Facebook retired Face.com's facial recognition APIs less than a month after its $55-$60 million acquisition of the Israeli-based company, which previously offered developers tools to build applications that could identify people based on digital photos. The move left Face.com's some 45,000+ developers stranded, and saw the developer community demanding an open source alternative. And now, there is one. In response to the outcry, an early stage startup out of San Francisco called LambdaLabs has launched an open beta version of its Lambda Labs Face API to developers.
I spoke with Lambda Labs co-founder Stephen Balaban back when the technology was still in development. He explained to me that the company wanted to go the open source route, but planned to eventually monetize by charging larger customers for support, as is a standard practice for open source-based companies. "With proprietary companies, creating these APIs for people to use like Twilio, like Face.com, like Twitter, like Facebook, and Craigslist," said Balaban, "when those companies shut down, get acquired or, for whatever reason, decide to discontinue their API, a lot of other startups and other smaller companies get screwed over there." The only real future-proofing against this problem is to go open source, he said.
Lambda Labs had originally started making a facial recognition-based contact book called HeadsUp, which used several different computer vision and facial recognition algorithms they had in development. But after Facebook acquired Face.com in June, Lambda Labs realized they woud soon have an opportunity to offer an alternative having already expected the subsequent shuttering of the Face.com API.
As for the Lambda Labs Face API itself, the main difference between the Face.com API and itself is the price it's 100% free. But from a consumption standpoint, former Face.com developers won't have to change much because the Lambda API is basically fully compatible with the results that the Face.com API was returning. "To switch over, you don't have to change anything other than swap out the API keys you were using," Balaban explained. As for how the algorithms themselves vary, it's hard to say Face.com was closed off, and didn't share the details of how it operated.
But the company is also planning to do some things that Face.com did not. It's planning on offering a pure Javascript, HTML5 API, for starters. (Face.com required developers to have a server which would ping Face.com and then send the response from Face.com to their front-end). "We're going to have an API where you can just drop in some Javascript, and it will do a lot of the functionality that you're already looking for," Balaban said.
In addition, while the Lambda API now does facial detection, facial recognition and gender detection, it's working to develop an API that would also work on video. And image processing, or computer-vision-as-a-service, could also follow.
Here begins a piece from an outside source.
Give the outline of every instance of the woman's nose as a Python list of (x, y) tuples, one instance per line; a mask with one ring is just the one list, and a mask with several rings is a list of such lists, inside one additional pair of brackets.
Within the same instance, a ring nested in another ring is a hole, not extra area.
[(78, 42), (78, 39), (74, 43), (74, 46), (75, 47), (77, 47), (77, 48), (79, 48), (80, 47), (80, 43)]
This would allow developers to do things like automatically crop photos to avatar-sized images of just a user's face, for example, or detect parts of the body in a photo (porn filtering?) or detect whether or not a photo contained a specific object.
When the company first announced the API on Hacker News, it saw 4,000 signups in four days for its private beta. Today, it's now seeing 60,000 API calls per day. Operating as a super lean startup out of San Francisco (or, as they claim "the leanest startup in San Francisco" they operate out an apartment in Chinatown), the only thing Balaban and his co-founder don't skimp on is coffee. "We do have a French press coffeemaker," Balaban says. The company is in the process of raising an angel round right now.